If the substantive examination finds no reason for rejection, it shall enter the authorization procedure as required.

(6) authorization stage. After the utility model and design pass the fifth step of examination, they can directly enter the authorization stage.

Legal basis:

Article 45 of the Patent Law of People's Republic of China (PRC) Since the date when the patent administrative department of the State Council announced the grant of the patent right, any unit or individual may request the Patent Reexamination Board to declare the patent right invalid if it considers that the grant of the patent right is not in conformity with the relevant provisions of this Law.

Rule 77 of the Detailed Rules for the Implementation of the Patent Law.
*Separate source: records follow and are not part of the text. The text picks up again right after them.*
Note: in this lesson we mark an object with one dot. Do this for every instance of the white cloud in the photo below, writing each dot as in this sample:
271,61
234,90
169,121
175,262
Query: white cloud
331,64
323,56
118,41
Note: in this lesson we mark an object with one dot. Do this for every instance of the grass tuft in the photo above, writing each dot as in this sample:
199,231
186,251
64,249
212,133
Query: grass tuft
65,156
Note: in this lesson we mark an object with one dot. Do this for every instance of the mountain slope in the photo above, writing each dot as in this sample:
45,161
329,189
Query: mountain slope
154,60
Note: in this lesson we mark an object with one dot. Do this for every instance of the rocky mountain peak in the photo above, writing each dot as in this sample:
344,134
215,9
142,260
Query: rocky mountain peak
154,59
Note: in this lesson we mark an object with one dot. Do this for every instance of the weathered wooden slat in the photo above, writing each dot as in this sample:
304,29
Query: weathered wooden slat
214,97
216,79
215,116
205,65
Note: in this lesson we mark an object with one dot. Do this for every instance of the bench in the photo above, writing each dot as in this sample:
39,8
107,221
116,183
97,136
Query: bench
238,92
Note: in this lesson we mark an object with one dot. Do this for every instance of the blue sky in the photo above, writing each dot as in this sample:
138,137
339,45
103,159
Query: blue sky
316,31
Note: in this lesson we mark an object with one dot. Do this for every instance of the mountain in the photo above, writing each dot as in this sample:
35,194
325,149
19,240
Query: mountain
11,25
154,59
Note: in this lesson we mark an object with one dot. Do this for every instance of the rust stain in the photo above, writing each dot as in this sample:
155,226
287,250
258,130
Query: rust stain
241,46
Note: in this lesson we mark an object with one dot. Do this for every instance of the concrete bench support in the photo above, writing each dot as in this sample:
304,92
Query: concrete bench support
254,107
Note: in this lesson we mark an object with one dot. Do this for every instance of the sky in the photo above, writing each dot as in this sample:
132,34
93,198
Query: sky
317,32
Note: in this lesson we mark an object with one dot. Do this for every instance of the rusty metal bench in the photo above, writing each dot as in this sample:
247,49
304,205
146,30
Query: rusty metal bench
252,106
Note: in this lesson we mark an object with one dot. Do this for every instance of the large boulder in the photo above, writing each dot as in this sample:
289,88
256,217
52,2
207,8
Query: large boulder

Where there is no agreement between the entity granted the patent right and the inventor or designer, and the rules and regulations formulated according to law do not stipulate the reward method and amount stipulated in Article 16 of the Patent Law, it shall give the inventor or designer a bonus within 3 months from the date of announcement of the patent right. The bonus for an invention patent is at least 3,000 yuan; The minimum bonus for utility model patent or design patent shall not be less than 1000 yuan.

Where an invention-creation is completed because the suggestion of the inventor or designer is adopted by the entity, the entity that has been granted the patent right shall give a bonus from the superior entity.